Network latency variations
Provider-side connection limits
Audio processing delays
Turn detection edge cases

Resilience Configuration

duplex:
  resilience:
    max_retries: 2              # Retry failed sessions
    retry_delay_ms: 2000        # Wait between retries
    inter_turn_delay_ms: 500    # Pause between turns
    partial_success_min_turns: 2 # Accept if N turns succeed
    ignore_last_turn_session_end: true

Partial Success

Not all tests need to complete every turn. For exploratory testing:

resilience:
  partial_success_min_turns: 3  # Success if 3+ turns complete

This allows testing to continue even when sessions end early.

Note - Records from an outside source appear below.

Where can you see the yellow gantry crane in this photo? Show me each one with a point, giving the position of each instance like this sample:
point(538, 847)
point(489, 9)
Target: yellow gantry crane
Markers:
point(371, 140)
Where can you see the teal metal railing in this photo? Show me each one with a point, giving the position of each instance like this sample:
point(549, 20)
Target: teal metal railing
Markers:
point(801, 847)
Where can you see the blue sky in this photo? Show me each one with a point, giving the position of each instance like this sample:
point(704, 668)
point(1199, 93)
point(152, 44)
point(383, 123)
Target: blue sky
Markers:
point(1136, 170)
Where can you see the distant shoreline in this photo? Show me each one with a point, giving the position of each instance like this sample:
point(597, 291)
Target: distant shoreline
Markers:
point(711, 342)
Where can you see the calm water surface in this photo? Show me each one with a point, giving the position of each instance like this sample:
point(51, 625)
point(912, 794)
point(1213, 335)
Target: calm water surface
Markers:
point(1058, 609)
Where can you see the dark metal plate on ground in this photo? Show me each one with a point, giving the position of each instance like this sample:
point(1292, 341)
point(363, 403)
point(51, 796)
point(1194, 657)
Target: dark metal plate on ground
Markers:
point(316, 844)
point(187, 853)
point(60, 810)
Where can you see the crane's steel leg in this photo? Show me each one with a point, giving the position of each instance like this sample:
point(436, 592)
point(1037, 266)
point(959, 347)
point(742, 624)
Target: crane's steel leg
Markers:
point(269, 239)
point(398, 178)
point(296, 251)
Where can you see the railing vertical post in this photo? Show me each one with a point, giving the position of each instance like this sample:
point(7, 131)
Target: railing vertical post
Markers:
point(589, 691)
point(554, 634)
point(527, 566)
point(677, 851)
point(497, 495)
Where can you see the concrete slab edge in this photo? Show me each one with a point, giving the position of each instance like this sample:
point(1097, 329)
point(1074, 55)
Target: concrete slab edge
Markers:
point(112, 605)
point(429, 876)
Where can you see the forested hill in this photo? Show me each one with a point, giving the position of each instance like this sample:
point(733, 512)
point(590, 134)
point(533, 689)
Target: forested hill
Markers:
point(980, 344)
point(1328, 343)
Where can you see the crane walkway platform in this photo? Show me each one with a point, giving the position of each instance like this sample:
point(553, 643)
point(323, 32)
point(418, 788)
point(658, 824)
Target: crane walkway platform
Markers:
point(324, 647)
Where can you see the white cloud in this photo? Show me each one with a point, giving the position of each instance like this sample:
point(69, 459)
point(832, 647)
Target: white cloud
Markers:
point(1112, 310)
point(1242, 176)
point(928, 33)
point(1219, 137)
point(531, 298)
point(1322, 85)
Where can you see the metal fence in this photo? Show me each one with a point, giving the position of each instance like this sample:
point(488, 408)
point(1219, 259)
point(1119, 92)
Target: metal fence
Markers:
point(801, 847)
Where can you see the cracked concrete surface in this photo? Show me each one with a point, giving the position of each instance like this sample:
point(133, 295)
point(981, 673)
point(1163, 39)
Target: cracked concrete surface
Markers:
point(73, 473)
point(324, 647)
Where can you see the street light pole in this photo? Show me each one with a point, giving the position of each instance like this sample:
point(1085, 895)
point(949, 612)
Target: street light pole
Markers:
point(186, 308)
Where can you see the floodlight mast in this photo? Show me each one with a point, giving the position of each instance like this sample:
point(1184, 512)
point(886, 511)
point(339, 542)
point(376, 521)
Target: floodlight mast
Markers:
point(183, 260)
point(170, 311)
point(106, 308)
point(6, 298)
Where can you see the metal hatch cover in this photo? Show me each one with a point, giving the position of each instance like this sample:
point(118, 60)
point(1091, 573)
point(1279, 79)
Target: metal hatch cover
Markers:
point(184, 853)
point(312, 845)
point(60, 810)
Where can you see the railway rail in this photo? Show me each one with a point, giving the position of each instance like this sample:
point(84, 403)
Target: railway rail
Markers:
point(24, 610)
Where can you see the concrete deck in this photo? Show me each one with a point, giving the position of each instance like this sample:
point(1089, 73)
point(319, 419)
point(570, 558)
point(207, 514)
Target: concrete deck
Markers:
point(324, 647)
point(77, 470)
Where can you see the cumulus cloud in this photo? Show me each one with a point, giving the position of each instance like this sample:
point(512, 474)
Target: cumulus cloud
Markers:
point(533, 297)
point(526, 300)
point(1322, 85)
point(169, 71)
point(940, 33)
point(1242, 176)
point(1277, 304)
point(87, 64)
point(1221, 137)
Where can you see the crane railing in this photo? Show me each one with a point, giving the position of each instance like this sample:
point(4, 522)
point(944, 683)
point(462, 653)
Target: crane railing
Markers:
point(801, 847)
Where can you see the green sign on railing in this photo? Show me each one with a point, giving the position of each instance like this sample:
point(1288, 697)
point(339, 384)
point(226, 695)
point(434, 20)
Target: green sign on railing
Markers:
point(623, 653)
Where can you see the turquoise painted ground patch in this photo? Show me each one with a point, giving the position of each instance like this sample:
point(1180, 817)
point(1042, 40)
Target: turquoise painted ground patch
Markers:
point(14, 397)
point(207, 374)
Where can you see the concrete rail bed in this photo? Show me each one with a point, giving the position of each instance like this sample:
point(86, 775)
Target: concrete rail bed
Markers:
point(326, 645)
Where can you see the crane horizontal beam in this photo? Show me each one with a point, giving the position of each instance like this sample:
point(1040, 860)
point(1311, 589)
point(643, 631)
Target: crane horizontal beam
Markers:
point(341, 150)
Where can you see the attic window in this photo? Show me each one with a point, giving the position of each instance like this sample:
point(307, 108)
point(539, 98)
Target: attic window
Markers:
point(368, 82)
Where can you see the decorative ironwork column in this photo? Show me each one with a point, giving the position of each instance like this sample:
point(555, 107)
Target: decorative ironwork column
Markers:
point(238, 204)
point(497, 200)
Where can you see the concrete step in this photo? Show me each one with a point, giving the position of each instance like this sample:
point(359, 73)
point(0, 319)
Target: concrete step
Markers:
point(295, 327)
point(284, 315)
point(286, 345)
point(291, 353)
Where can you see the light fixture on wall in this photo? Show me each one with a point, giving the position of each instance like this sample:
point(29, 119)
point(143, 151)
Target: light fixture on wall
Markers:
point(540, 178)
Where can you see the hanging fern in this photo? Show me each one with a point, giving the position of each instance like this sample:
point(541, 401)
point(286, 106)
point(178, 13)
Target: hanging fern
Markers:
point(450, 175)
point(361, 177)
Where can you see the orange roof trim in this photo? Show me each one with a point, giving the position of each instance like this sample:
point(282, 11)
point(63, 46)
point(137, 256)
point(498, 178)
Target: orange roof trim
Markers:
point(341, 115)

Comparison with SDK Duplex

Both Arena and the SDK use the same underlying runtime for duplex streaming:

Aspect	Arena	SDK
Pipeline builder	Internal	Configurable
Session lifecycle	Managed by executor	Managed by application
State storage	Arena state store	Application-provided
Use case	Automated testing	Production applications

The runtime/streaming package provides shared utilities for both.

Design Decisions

Why Pipeline-First Architecture?

The pipeline runs before session creation because:

Consistency: Same pattern as non-duplex pipelines
Flexibility: Prompt assembly can vary per scenario
Validation: Guardrails apply to all response types
Debugging: Each stage can be inspected independently

Why Lazy Session Creation?

Sessions are created when the first audio arrives because:

Configuration: System prompt comes from pipeline metadata
Resource efficiency: Don’t create sessions that won’t be used
Error handling: Pipeline errors caught before session cost

Why Burst Mode for Pre-recorded Audio?

Provider turn detection can trigger mid-utterance with natural speech pauses. Burst mode sends all audio before any turn detection occurs, preventing “user interrupted” false positives.